Water Fermentation Crocks vs Open Fermentation Crocks
Open Fermentaiton Crocks
There are two different types of fermentation crocks: open fermentation, and water-sealed fermentation crocks. Most often, the ones you see at antique stores are open fermentation crocks. These are easy to fill and clean and are aesthetically pleasing in their farmhouse-chic way. They are usually less expensive (although the price can add up when you add in getting a lid and weights, as they often come without them) and are easier to clean. These crocks, because they let in outside air, get a layer of harmless surface mold on top of the brine which needs to be skimmed. Bugs getting in and failed ferments are more likely with this type of crock.
Ohio Stoneware Crock
Water-Sealed Fermentation Crock
The other type is a water-sealed fermentation crock. These come with a matching lid and crock weights and have a lip to hold water around the lid. This creates an airlock seal, but carbon dioxide made in the fermentation process can still get out. The advantage of using one of these is that there are no odors, it keeps a stable temperature, it's great for beginners, and there is far less of a chance of failed fermentation. The disadvantages are it's generally more expensive (with the cheapest sets being around $45 on Amazon), harder to clean, and requires more maintenance during the fermentation process.

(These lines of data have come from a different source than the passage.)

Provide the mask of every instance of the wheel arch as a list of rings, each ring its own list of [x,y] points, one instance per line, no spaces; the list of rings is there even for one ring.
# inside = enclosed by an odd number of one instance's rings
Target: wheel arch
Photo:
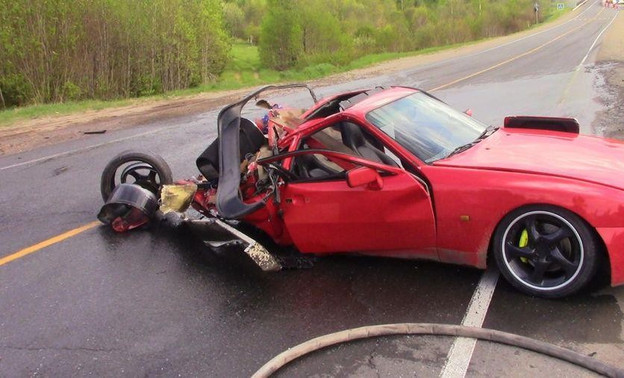
[[[593,268],[589,268],[589,270],[587,270],[586,272],[592,272],[592,273],[588,275],[589,279],[585,280],[585,284],[583,284],[582,286],[571,284],[572,287],[576,285],[576,288],[572,288],[570,290],[567,290],[565,287],[562,287],[562,290],[553,288],[552,289],[553,291],[544,291],[540,293],[537,293],[537,291],[531,292],[531,290],[527,291],[524,288],[520,287],[522,285],[518,285],[517,282],[516,283],[511,282],[508,277],[505,277],[507,278],[507,281],[509,281],[512,286],[516,287],[517,289],[520,289],[521,291],[528,292],[529,294],[532,294],[532,295],[537,295],[537,296],[544,297],[544,298],[559,298],[562,296],[567,296],[569,294],[576,293],[577,291],[598,289],[604,286],[606,283],[610,282],[611,280],[610,255],[608,252],[607,244],[605,243],[605,240],[602,238],[598,229],[594,225],[592,225],[590,221],[588,221],[585,217],[583,217],[578,212],[575,212],[563,206],[549,204],[549,203],[523,204],[521,206],[517,206],[513,209],[510,209],[508,212],[506,212],[498,220],[498,222],[496,223],[496,226],[494,227],[493,232],[490,235],[487,258],[486,258],[487,265],[492,264],[492,263],[496,264],[498,265],[499,269],[501,269],[501,274],[503,274],[504,276],[509,274],[509,273],[504,274],[504,272],[502,272],[503,268],[500,265],[502,263],[501,262],[502,260],[500,260],[501,256],[496,254],[497,252],[496,243],[500,243],[500,242],[504,243],[506,240],[506,237],[507,237],[506,235],[508,231],[504,231],[505,235],[501,235],[501,233],[503,232],[503,228],[512,227],[515,224],[515,222],[519,221],[527,214],[530,215],[530,213],[533,213],[533,212],[535,213],[544,212],[546,213],[545,216],[552,217],[554,215],[557,218],[560,218],[560,221],[567,223],[569,227],[573,228],[577,237],[581,238],[580,240],[582,240],[583,234],[589,236],[590,238],[589,245],[593,246],[592,248],[593,251],[589,253],[589,255],[593,255],[595,260],[594,260],[594,263],[590,265],[590,267],[593,266]],[[544,214],[542,214],[542,216],[544,216]],[[580,226],[579,222],[584,227],[579,228]],[[508,230],[511,230],[511,228],[509,228]],[[501,248],[505,248],[505,247],[501,247]],[[585,253],[588,253],[588,252],[586,251]],[[506,264],[507,263],[505,263],[505,265]]]
[[[589,230],[591,230],[592,235],[598,244],[598,247],[599,247],[598,252],[600,254],[600,259],[601,259],[600,264],[602,265],[603,263],[606,263],[609,265],[608,268],[610,268],[610,259],[609,259],[609,253],[607,250],[607,245],[604,239],[602,238],[602,236],[600,235],[600,233],[598,232],[598,230],[596,229],[596,227],[592,225],[591,222],[589,222],[585,217],[583,217],[583,215],[579,214],[578,212],[574,210],[570,210],[561,205],[543,203],[543,202],[527,203],[527,204],[517,206],[507,211],[498,219],[498,221],[496,222],[496,225],[494,226],[492,230],[492,233],[490,234],[490,239],[488,243],[488,249],[487,249],[487,264],[488,265],[490,264],[491,259],[492,259],[495,235],[498,233],[500,227],[502,226],[503,220],[505,220],[507,216],[509,216],[510,214],[514,212],[520,212],[521,210],[524,210],[524,209],[539,208],[539,207],[546,207],[546,208],[550,207],[550,208],[554,208],[558,210],[563,210],[565,212],[569,212],[569,213],[576,215],[581,221],[583,221],[583,223],[585,223],[585,225],[588,226]],[[609,269],[609,272],[610,272],[610,269]]]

Water-Fermentation Crock Jar
The benefits of using either type of crocks, as opposed to mason jars or other glass jars, is that they're larger, long lasting, and very hardy-- they can be passed down through generations. Ohio Stoneware makes great quality ceramic fermentation crocks and starter kits.
The Fermentation Process
First, start by cleaning your stoneware crock and weights. Process your veggies however you'd like, according to your recipe, and add salt to create the brine. Use the ceramic weights, stone weights, or glass weights (you can even DIY a weight using a food-safe plate) to keep the vegetables under the surface of the liquid brine. Keep an eye on it then as you wait.
Water sealed crocks will need to have the water seal refilled as it evaporates, and with open crocks, you have to scrape off any surface mold that may form. After a week or two, you can taste it. If you want it to be tangier, just wait longer. In the olden days, this is when someone would move it into storage in the root cellar, but to stop the fermentation now, all you have to do is put it in the fridge for food preservation. It can keep for up to a year in the fridge.
What to Make in Your Stoneware Crock
Stoneware fermentation vessels are fantastic for making all kinds of fermented foods including cucumber pickles, kombucha, Korean kimchi, and German-style sauerkraut. Fermented foods have a lot of health benefits, as they create microbes that are probiotics and great for your gut health. Having a healthy gut affects your whole body, and fermenting in fermentation crocks is a great way to bring probiotics into your kitchen.